My layman’s intuition is that you should begin with an apology for skipping several steps in your understandably fearful opening gambit. This will give him room (and validation) to consider the ways he may have behaved better, too. Don’t be shy about consulting a couples therapist, either. They can be tremendously helpful.
I had a miscarriage during my second trimester of pregnancy in 2016. The grief is fossilized in my heart. I don’t remember the exact date, but it was after Mother’s Day. I have no interest in commemorating this loss. But every year, my sister-in-law texts me some platitude, like “Thinking of you.” I reply with a terse thank you, hoping she will take the hint. But she doesn’t. How can she not see that her texts may be triggering? Also, how does she remember the date? Has she set a Google calendar alarm for my pain?
I am truly sorry for your loss. But your anger at your sister-in-law for messages that are clearly intended as supportive seems misplaced to me. I have learned, generally, that people are terrible mind readers. Stop hinting!

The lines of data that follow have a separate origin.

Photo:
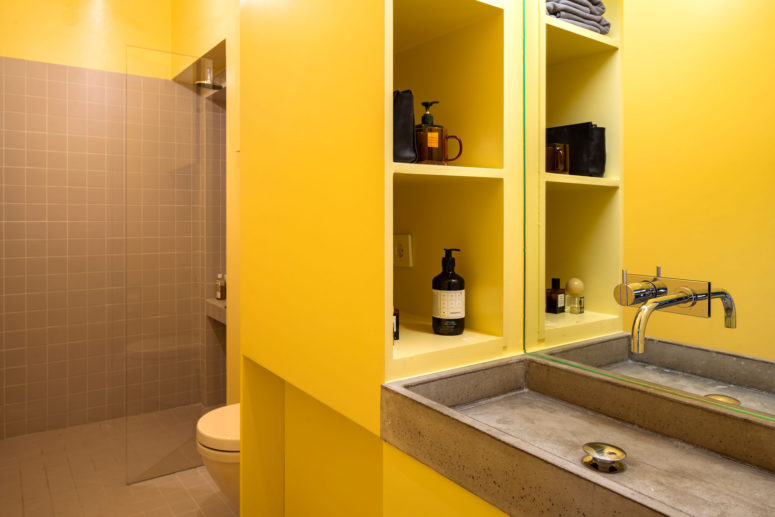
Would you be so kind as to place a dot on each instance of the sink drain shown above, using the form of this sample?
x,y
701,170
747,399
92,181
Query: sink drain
x,y
723,398
604,457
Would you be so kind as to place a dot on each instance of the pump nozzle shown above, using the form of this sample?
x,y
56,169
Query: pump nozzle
x,y
448,262
428,118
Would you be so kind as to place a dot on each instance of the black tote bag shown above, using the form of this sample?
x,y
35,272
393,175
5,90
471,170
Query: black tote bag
x,y
404,141
586,147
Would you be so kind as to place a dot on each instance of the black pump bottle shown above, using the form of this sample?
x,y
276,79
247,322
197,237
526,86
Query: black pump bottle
x,y
449,298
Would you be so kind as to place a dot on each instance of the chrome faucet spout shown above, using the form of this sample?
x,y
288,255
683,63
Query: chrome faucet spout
x,y
638,339
681,296
730,312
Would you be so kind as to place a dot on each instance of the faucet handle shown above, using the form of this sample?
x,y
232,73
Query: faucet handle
x,y
636,293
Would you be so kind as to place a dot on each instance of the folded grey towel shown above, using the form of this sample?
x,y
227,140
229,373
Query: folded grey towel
x,y
567,10
560,7
573,3
603,27
595,28
595,7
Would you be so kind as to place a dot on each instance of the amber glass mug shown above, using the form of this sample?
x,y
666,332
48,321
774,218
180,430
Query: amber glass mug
x,y
432,146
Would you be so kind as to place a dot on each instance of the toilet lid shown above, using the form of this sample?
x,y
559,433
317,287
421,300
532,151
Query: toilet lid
x,y
219,429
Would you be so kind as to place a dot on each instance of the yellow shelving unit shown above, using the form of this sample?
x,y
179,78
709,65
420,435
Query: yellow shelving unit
x,y
459,53
574,223
446,170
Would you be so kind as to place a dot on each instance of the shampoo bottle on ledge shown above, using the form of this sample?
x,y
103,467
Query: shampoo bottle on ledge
x,y
449,298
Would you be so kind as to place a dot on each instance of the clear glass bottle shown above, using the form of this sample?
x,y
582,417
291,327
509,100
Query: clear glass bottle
x,y
574,296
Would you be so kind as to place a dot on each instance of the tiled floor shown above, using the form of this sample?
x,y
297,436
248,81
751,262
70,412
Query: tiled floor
x,y
80,471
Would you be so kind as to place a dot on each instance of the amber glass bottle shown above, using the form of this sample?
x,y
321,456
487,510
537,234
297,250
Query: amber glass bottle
x,y
432,140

When you next see her, say: “I know you’re trying to be kind by remembering my miscarriage, but it’s not an occasion I want to memorialize. Please stop sending messages about it. They hurt me.” (And if you can’t bear to say it, text her.)

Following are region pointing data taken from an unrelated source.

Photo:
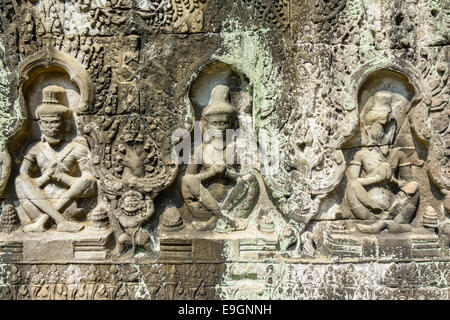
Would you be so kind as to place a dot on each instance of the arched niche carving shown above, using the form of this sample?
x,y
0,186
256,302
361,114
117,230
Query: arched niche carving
x,y
50,61
46,68
36,72
397,77
215,73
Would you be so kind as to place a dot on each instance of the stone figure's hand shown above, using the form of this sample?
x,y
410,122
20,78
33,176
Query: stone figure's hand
x,y
219,169
52,171
384,171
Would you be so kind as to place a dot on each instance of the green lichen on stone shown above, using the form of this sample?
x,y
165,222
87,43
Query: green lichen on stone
x,y
10,114
3,274
248,52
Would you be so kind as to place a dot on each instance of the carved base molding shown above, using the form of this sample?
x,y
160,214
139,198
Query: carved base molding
x,y
109,281
199,281
343,281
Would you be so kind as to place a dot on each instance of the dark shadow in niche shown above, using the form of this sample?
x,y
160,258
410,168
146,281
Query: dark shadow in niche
x,y
30,133
389,81
199,92
212,75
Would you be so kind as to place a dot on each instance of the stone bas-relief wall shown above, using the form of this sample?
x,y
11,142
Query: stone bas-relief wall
x,y
224,149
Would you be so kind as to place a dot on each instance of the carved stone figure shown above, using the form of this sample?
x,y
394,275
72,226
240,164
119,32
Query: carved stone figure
x,y
55,171
213,182
5,169
380,186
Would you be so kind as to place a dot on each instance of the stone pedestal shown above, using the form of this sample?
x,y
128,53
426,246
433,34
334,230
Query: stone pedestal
x,y
419,243
201,246
86,245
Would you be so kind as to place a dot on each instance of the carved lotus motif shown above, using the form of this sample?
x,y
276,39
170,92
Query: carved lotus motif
x,y
132,204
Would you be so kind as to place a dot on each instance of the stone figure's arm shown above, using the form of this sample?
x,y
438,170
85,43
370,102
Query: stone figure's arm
x,y
27,167
354,172
232,174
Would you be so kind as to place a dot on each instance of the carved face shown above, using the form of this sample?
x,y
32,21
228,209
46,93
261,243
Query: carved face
x,y
131,203
219,123
52,128
380,124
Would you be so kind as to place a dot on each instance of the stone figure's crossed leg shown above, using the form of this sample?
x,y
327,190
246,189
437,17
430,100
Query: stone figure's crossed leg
x,y
80,188
360,200
38,207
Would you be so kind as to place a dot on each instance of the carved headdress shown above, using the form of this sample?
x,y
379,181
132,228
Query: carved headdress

Two young brothers race their bikes on our cul-de-sac and come to a skidding stop at the end of our driveway. This drives my husband crazy! He has to re-rake our gravel every time. He wants to bury planks of wood with nails protruding from them to deter the boys. I’m having a hard time convincing him why he shouldn’t. Help!
Why? Because it is monstrous to put children’s safety (and your car tires) at risk this way. Just call the boys’ parents and report the problem. There, solved! As for your husband, tell him there is a bright red line between cranky and sociopathic. He is on the wrong side of it here.